At 136 minutes, Mervyn LeRoy’s low-key Home Before Dark, about a woman back home after she is released from a mental hospital, probably requires a bottle of good unblended scotch to navigate and get through; but it’s largely absorbing, attractively wintry gray (the black-and-white cinematography is by Joseph Biroc), and beautifully acted by Jean Simmons in a complex, richly textured performance that may be her finest.
Charlotte Bronn, in her mid-twenties, suffered a mental breakdown, convinced that her husband, Arnold, and her stepsister, Joan, whom she has idolized since childhood, were having an affair. At hospital she accepted that her suspicions were a delusion, but now, home again, she is mistrustful again and backsliding into insanity.
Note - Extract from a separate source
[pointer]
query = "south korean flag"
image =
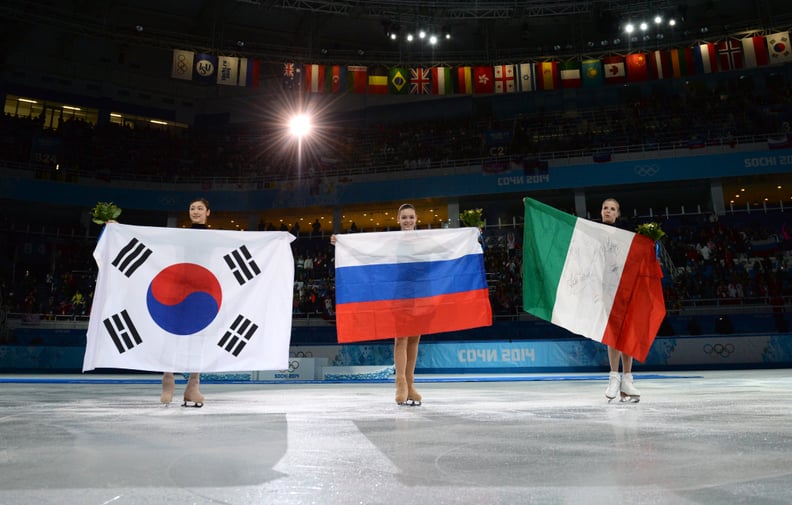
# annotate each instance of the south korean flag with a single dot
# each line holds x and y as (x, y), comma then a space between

Charlotte Bronn’s name suggests the extent to which Eileen Bassing’s novel, which Bassing herself (along with Robert Bassing) co-adapted, is a cockeyed variation on Charlotte Brontë’s Jane Eyre. The basic plot also suggests elements of Rachel Field’s novel And Now Tomorrow, with deafness rather than mental illness in play, and which became a film directed by Irving Pichel (1944)—with this exception: in LeRoy’s film there is no romantic infidelity; Arnold Bronn may be disenchanted with Charlotte, but he hasn’t strayed, much less become a melodramatic partner in treachery aimed against her. What fascinates as much as anything in Home Before Dark is the interior battle that Charlotte wages to regain and retain her mental health. Strengthening this effort is her double realization of the state of her marriage: her husband no longer loves her; her stepsister, knowing this, is scheming to corral Arnold for her own. Charlotte must divorce herself from her tendency to emulate Joan, who really is a kind of enemy: someone who by drawing her idolatry since childhood has obstructed her ability to “become herself.” Charlotte’s fight to achieve self-realization is the crux and summit of Simmons’s exquisite characterization, and the mirror-opposite of her stunning Ophelia’s (Hamlet, Laurence Olivier, 1948) “giving up.”
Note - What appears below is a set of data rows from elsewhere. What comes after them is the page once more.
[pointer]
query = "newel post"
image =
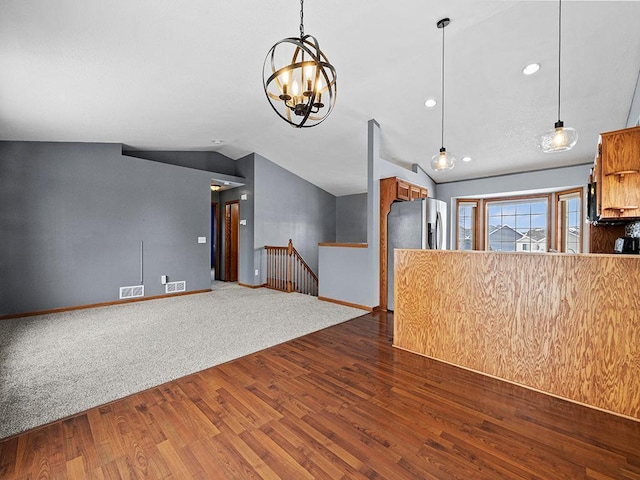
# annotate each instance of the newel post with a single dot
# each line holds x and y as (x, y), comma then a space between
(289, 262)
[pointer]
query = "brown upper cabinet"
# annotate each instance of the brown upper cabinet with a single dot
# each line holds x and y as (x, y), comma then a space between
(617, 173)
(392, 189)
LeRoy has given Home Before Dark an appealing fineness, perhaps to contrast it with the theatrical blatancy of his enormously popular The Bad Seed (1956). However, there are things about it that dismay me. I don’t like the condescending convenience of Jacob Diamond, the college English professor who by offering Charlotte a romantic alternative to Arnold obscures the thrilling battleground of her fight for stability. I also wonder at an allegedly Jewish character that gets so worked up over Christmas. Jake, like the Jewish boy in The Dark at the Top of the Stairs (Delbert Mann, 1960), is Jewish in name only: a reflection of the extent to which Jews remained “outsiders” to the American mainstream even as the U.S. approached the New Frontier.